Letter Re: Off-Grid Living on an Alaskan Island

Hello,
Many US military personal who serve on an isolated duty station, in effect live off grid.  For example I was in the U.S. Coast Guard and stationed at Cape Sarichef, Alaska for a year. [It is at the end of Unimak Island.]          

We had three large Caterpillar generators.  We got our water from a reservoir that was filled from mountain runoff.  I would go the reservoir when needed and start a small hand pull pump (during the winter could take almost 30 minutes to get started.) This would pump the water along a buried pipe line, with evenly spaced vents (to let the air out).  

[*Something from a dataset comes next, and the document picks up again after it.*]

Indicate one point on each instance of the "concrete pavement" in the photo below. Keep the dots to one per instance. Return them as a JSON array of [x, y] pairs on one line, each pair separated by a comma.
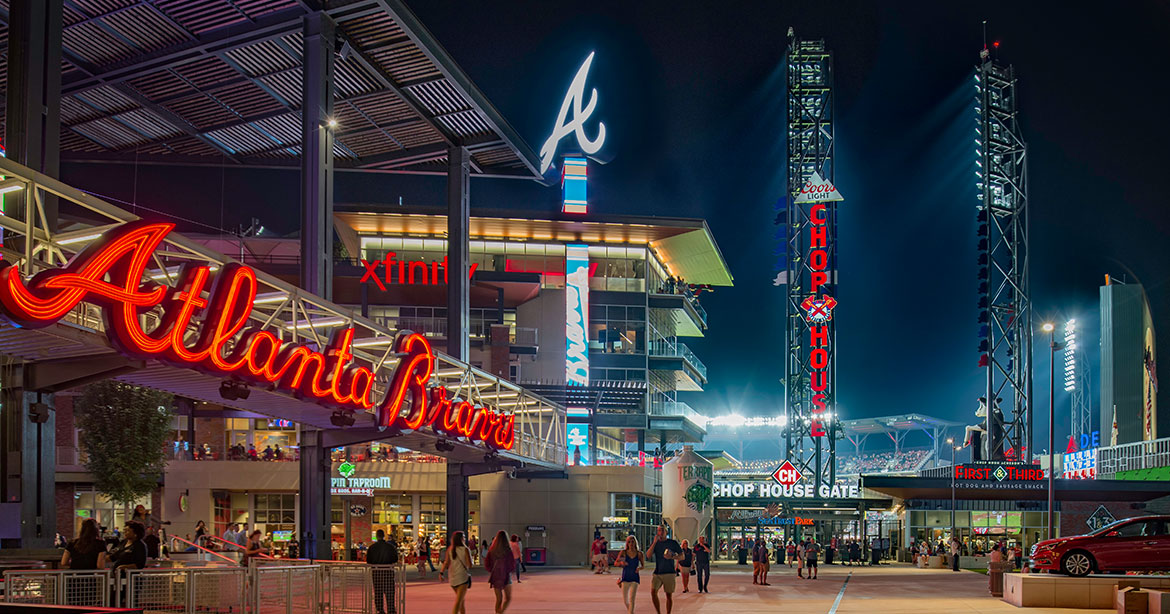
[[895, 588]]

We had a fuel farm.  Our heating was via two #2 diesel fueled boilers.  All heating equipment and almost all the vehicles ran on diesel fuel. We got our water pressure from a 5,000 gallon water tank on a hill above the station.

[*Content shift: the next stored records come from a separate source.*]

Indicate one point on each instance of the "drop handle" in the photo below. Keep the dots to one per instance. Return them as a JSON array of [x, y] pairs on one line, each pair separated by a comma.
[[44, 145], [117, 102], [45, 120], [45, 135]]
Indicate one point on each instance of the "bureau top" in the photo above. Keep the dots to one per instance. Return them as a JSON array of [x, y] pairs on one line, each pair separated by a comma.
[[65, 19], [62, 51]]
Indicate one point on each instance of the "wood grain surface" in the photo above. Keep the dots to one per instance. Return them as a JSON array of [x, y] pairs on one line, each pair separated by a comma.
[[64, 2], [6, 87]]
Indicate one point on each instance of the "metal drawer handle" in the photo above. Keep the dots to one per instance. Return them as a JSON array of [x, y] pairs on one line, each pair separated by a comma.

There was a septic tank and dispersal field.  Which seemed to work just fine in the bitterly cold winter, which surprised me.  We got most of our supplies via a Coast Guard C-130 once a month.  We had a runway constructed of volcanic ash and stone.  There was also a World War II runway about a two-hour drive away.  

If we were to have gotten stuck there with no re-supply we would have been in trouble for heat once the diesel ran out.  There are no trees on that island.  We had an incinerator and a dump for anything that could not be burned.  

The only way on or off the island was by air plane or helicopter.  Other than having some way to provide heat in the winter that would be the perfect place to live.  There were caribou, moose, whistle pigs [groundhogs], red foxes, seals, and a pack of feral Alaskan huskies. There were brown bears there, too.